Mengenang Tragedi Pembantaian Cina oleh Belanda

Geger pacinan atau tragedi angke yang dalam bahasa Belanda disebut Chinezenmoord (pembunuhan orang Tionghoa) merupakan pembantaian atas etnis Tionghoa yang terjadi pada tahun 1740.

Kejadian ini terjadi di kota Batavia, Hindia Belanda yang sekarang menjadi kota Jakarta. Kejadian ini berlangsung dari tanggal 9 Oktober sampai 22 Oktober 1740.

upload.wikimedia.org
upload.wikimedia.org

Pembantaian itu sendiri sebenarnya merupakan buah dari pertikaian politik persaingan dagang antara VOC Belanda dan Pedangan Tionghoa.

VOC telah kalah bersaing dengan EIC (usaha dagang milik Inggris), hal itu menimbulkan pemikiran jika VOC tidak bermanuver maka VOC akan bangkrut.

Ditambah lagi pada waktu itu etnis Tionghoa sudah mulai menguasai perdagangan di Nusantara. Hal itu tentu membuat VOC kalang kabut, karenanya VOC membuat aturan-aturan sepihak yang merugikan lawan bisnisnya.
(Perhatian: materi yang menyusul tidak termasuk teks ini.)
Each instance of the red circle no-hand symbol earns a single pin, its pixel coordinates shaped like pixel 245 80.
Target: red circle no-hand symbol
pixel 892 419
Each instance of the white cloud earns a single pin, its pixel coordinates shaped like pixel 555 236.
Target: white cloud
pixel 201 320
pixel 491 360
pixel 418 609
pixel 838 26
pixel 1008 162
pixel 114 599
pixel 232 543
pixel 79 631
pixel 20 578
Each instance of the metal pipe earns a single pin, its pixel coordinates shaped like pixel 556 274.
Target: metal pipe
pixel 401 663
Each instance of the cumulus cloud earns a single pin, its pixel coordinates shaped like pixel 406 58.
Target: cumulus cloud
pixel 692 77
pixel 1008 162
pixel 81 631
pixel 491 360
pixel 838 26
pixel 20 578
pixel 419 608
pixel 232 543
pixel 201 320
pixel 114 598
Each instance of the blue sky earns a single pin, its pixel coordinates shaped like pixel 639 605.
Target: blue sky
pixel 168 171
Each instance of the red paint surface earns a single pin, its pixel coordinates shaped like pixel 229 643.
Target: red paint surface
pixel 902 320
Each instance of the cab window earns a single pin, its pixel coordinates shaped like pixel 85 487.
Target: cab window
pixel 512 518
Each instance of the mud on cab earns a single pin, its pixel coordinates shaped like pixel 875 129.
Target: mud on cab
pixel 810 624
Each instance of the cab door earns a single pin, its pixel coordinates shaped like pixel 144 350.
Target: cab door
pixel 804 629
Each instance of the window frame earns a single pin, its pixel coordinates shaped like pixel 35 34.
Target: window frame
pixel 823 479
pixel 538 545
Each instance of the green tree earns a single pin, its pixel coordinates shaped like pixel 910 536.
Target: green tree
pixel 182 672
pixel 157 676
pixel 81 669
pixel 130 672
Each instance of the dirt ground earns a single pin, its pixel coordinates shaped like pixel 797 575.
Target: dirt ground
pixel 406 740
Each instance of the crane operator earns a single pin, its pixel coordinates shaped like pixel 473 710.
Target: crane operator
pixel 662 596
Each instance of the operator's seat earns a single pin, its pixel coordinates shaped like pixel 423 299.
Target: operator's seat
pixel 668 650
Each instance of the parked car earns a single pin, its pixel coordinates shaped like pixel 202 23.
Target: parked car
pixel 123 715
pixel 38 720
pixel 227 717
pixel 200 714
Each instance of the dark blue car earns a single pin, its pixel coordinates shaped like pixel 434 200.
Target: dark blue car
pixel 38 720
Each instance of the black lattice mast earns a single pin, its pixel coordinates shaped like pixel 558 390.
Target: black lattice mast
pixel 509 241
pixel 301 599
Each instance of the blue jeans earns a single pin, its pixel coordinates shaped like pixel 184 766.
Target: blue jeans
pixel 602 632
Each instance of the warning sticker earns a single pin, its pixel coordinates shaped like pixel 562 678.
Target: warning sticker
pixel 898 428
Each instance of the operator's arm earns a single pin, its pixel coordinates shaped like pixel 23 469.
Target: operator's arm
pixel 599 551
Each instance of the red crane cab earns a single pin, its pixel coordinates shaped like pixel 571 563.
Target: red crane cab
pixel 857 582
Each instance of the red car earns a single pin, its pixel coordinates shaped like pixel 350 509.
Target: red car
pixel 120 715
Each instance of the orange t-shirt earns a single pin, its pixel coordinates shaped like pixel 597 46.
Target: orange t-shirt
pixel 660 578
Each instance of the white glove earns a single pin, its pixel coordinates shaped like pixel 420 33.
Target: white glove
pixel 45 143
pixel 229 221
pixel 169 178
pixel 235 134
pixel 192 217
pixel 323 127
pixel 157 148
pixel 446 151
Aturan-aturan tersebut diantaranya adalah surat ijin tinggal bagi pendatang dan pungutan liar bagi pedagang etnis Tionghoa. Hal itu bertujuan untuk menertibkan para pendatang ilegal.
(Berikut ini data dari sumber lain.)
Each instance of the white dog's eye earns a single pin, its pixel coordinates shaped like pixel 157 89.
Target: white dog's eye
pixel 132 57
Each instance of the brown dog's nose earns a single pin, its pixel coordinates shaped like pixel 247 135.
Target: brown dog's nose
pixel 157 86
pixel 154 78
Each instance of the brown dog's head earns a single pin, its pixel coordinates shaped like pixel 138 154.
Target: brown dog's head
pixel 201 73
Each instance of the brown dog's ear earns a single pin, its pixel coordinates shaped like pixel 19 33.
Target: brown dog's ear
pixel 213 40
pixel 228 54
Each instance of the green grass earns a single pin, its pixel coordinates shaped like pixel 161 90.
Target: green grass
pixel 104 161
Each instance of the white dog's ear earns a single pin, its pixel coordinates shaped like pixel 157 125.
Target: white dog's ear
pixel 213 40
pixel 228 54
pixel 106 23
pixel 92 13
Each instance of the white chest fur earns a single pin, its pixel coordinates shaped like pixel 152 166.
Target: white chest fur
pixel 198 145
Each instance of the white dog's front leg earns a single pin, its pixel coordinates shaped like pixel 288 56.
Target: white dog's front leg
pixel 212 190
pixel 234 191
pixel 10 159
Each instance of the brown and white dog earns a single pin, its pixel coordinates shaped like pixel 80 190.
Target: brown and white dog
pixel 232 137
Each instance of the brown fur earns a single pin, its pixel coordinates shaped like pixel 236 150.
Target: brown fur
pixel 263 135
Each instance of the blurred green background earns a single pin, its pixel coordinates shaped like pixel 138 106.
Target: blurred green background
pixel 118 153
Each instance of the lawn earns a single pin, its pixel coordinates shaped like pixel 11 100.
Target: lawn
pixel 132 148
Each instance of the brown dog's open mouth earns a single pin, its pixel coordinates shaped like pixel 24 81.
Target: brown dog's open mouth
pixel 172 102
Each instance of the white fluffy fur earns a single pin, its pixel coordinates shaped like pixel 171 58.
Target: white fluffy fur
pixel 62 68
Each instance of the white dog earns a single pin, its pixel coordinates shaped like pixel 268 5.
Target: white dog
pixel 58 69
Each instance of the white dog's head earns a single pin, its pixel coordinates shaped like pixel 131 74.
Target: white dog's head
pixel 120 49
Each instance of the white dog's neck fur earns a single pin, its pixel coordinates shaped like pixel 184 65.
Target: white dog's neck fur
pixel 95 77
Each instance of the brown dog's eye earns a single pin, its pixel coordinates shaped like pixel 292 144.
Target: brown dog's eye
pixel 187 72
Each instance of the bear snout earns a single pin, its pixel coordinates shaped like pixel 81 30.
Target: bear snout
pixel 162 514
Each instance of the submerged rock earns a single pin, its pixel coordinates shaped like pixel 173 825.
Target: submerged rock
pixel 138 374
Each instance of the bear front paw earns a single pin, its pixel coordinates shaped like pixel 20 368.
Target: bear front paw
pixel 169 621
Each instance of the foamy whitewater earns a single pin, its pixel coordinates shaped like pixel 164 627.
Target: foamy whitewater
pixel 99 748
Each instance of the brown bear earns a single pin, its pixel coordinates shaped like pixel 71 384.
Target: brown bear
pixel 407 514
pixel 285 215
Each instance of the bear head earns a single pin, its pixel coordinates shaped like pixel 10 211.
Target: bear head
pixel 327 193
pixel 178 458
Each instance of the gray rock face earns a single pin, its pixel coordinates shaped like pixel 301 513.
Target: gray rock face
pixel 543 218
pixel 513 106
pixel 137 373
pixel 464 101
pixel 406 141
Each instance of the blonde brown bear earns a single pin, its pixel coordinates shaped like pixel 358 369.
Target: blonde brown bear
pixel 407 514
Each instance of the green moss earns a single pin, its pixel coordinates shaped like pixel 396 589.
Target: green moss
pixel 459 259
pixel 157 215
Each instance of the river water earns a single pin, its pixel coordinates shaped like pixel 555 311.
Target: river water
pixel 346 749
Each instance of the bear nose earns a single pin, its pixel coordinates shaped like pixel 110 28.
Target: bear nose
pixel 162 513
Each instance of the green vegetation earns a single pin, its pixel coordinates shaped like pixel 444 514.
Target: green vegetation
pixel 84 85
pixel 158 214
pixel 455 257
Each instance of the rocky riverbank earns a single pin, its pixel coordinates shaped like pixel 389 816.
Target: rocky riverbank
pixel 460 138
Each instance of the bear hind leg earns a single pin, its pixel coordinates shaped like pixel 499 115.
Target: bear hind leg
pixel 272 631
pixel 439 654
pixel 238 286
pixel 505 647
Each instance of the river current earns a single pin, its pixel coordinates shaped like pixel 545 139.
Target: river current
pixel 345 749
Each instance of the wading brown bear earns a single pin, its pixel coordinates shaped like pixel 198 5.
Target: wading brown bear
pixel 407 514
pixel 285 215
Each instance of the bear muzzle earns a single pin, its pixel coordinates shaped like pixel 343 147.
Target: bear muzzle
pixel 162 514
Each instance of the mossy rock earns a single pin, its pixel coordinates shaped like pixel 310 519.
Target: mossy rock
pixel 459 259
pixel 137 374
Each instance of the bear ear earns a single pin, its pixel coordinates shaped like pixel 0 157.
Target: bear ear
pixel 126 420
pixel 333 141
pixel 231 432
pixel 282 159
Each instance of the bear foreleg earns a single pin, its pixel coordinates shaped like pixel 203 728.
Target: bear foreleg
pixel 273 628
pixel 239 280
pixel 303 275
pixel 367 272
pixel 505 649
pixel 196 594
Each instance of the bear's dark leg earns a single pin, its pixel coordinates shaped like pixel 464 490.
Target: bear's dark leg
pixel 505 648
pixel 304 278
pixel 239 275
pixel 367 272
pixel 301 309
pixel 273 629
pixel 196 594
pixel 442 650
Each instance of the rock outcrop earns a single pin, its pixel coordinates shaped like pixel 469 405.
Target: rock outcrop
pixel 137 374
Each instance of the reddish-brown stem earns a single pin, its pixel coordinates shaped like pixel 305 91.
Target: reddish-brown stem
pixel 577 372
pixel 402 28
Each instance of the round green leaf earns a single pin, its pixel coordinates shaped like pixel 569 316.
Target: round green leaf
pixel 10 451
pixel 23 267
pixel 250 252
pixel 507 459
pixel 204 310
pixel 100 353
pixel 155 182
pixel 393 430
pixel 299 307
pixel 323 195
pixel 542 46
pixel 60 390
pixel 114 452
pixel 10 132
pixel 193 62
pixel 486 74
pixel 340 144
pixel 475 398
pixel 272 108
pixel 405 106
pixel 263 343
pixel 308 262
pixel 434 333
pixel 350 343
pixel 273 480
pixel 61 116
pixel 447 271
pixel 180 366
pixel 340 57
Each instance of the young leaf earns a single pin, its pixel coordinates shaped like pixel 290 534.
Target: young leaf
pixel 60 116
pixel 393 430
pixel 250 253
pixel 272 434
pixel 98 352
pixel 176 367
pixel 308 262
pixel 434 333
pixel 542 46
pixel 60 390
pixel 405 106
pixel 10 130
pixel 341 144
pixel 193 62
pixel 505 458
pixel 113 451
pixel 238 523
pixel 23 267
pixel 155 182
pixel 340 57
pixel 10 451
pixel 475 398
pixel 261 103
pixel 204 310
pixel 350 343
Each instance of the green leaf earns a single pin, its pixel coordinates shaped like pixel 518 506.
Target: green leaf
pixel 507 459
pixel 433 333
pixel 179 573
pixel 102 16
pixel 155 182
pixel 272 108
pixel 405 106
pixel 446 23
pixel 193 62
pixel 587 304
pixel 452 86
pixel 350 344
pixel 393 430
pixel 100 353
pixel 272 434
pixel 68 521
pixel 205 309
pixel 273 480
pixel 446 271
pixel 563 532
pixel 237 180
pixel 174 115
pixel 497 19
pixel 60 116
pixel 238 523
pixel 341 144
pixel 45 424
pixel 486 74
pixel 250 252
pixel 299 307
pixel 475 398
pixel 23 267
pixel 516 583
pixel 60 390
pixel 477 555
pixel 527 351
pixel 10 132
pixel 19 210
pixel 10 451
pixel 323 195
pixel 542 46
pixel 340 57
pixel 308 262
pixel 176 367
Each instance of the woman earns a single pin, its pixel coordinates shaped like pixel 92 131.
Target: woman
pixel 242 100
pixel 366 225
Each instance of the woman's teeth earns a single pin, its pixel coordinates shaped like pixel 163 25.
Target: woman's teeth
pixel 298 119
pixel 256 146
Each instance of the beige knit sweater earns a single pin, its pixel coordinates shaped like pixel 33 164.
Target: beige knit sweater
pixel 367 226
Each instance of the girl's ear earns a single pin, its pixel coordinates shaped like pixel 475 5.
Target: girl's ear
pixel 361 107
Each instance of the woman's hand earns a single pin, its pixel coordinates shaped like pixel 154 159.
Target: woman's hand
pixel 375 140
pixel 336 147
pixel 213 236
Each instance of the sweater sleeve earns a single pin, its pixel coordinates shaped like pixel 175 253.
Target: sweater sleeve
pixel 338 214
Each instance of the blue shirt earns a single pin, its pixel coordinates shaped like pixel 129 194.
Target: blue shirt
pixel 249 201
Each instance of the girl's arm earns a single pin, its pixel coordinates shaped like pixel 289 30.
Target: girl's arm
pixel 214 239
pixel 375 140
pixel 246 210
Aturan tersebut diperparah oleh Gubernur Jendral Adrian Valckenier (1731-1741) yaitu Belanda akan mengenakan denda dan mempenjara para pendatang yang tidak memiliki ijin tinggal.

Semakin ketatnya aturan yang dirasa tidak adil membuat para pendatang etnis Tionghoa memberontak dan puncaknya pada oktober 7 Oktober 1740 dimana lebih dari 500 warna Tionghoa berkumpul untuk menghancurkan pos-pos VOC di Jatinegara, Tangerang dan Tanah Abang secara bersamaan.
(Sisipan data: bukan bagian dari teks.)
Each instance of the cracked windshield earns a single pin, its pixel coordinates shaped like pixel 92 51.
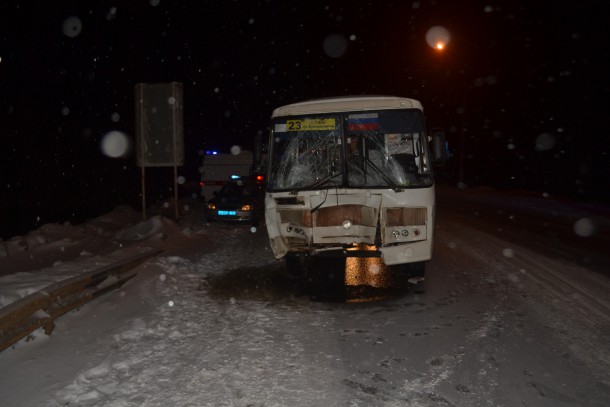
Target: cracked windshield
pixel 384 149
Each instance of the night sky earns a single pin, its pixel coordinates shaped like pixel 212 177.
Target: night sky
pixel 521 88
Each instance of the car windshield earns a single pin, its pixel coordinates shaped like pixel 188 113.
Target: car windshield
pixel 383 149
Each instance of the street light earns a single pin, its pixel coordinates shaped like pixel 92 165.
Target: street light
pixel 438 37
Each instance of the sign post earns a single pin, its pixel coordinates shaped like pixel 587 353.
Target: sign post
pixel 159 131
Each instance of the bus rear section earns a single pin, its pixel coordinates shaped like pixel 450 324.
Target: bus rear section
pixel 352 177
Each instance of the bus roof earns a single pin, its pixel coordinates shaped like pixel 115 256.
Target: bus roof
pixel 347 104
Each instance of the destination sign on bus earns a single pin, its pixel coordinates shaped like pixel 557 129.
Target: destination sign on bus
pixel 311 124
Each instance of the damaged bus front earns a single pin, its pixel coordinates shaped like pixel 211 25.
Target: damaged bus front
pixel 352 176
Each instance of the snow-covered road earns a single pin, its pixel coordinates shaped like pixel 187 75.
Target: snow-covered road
pixel 214 322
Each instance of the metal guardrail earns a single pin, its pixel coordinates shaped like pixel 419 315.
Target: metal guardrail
pixel 42 308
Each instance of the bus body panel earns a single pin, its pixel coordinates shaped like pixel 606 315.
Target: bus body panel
pixel 334 211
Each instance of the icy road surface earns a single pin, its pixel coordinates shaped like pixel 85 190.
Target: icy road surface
pixel 213 322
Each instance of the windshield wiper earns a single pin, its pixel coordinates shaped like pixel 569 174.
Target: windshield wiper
pixel 387 179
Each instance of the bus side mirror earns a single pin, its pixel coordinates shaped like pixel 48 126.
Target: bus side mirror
pixel 439 146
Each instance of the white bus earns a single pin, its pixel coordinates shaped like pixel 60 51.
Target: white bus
pixel 352 176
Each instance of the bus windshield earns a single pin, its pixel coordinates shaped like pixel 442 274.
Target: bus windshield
pixel 373 149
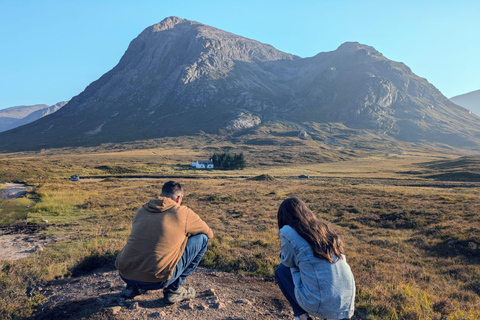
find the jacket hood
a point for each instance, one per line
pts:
(159, 204)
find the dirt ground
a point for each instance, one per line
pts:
(220, 295)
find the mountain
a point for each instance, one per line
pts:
(18, 116)
(470, 101)
(181, 77)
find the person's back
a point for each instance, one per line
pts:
(165, 245)
(157, 240)
(314, 275)
(323, 289)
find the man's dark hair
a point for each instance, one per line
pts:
(172, 189)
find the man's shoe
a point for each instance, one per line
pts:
(174, 296)
(132, 292)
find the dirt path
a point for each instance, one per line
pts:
(220, 295)
(13, 191)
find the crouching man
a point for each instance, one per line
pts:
(165, 246)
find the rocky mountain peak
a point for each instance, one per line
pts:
(179, 77)
(169, 23)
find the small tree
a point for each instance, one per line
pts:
(228, 161)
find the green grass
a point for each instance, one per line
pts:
(413, 245)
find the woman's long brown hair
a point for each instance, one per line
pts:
(325, 242)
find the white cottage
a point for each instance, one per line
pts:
(203, 164)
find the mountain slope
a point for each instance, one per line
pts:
(180, 77)
(470, 101)
(18, 116)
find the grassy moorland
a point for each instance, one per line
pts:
(412, 235)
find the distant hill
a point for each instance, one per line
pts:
(470, 101)
(181, 77)
(18, 116)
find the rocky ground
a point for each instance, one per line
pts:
(220, 295)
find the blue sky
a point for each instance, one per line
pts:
(52, 49)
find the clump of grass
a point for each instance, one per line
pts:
(12, 210)
(263, 177)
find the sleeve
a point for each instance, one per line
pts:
(287, 253)
(195, 225)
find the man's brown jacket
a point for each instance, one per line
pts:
(159, 235)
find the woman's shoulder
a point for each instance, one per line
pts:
(287, 232)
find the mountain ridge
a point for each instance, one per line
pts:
(17, 116)
(179, 77)
(469, 100)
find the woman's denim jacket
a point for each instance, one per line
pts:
(323, 289)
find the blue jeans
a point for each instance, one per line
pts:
(194, 251)
(284, 279)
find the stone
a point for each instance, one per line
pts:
(210, 292)
(115, 310)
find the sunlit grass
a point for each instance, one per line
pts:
(414, 250)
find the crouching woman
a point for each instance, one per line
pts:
(314, 275)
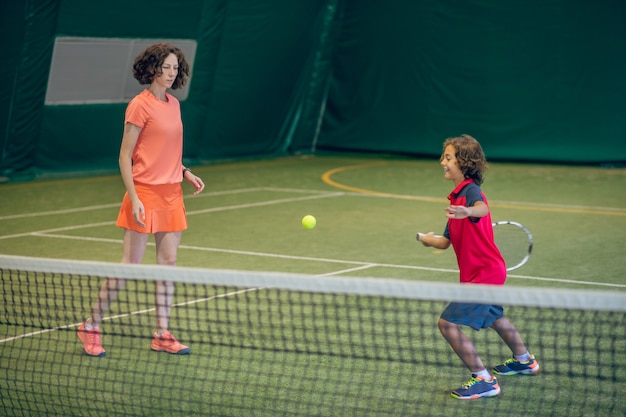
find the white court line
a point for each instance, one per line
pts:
(132, 313)
(203, 195)
(361, 264)
(189, 213)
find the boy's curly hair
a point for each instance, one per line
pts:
(470, 157)
(148, 64)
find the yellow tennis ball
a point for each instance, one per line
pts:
(308, 221)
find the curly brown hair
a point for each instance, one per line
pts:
(148, 64)
(470, 157)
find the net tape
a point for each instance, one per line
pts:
(267, 344)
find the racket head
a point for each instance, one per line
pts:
(514, 241)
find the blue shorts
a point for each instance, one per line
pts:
(476, 316)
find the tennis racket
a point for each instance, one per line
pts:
(515, 243)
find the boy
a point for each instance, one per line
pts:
(469, 230)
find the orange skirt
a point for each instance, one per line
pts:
(163, 203)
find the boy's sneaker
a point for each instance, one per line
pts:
(168, 343)
(477, 387)
(513, 366)
(91, 341)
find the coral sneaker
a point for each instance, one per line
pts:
(513, 366)
(91, 341)
(168, 343)
(477, 387)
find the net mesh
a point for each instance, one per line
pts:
(291, 345)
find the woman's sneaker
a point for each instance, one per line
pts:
(168, 343)
(513, 366)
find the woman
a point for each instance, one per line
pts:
(151, 167)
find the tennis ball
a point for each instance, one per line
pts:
(308, 221)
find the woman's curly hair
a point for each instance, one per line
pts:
(470, 157)
(148, 64)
Tentunya kejadian ini membuat VOC marah dan melakukan pembalasan. Pada tanggal 9 Oktober 1740 dibantu dengan pasukan artileri, VOC mengejar para pelaku penyerbuan. Tidak hanya itu, rumah dan toko yang sudah digeledah lalu dibakar.

Tidak berhenti sampai di situ, pada malam harinya para prajurit VOC terus melakukan penyisiran. Mereka tidak segan untuk membunuh dan memperkosa para wanita Tionghoa jika menolak untuk bekerjasama.

Pembantaian semakin sadis ketika penduduk asli ikut diprovokasi untuk melakukan pembantaian. Pada 10 Oktober 1740 Gubernur Jendral Valckenier mengeksekusi 7500 jiwa etnis Tionghoa di depan gedung Balaikota yang sekarang dikenal sebagai Museum Fatahillah.

Kejadian mengerikan pada masa lalu hendaknya dijadikan pembelajaran agar kejadian tersebut tidak terulang lagi. Tugas generasi muda seperti kitalah agar sejarah kelam seperti ini jangan sampai terjadi lagi sehingga Indonesia bisa terus terjaga kedamaiannya.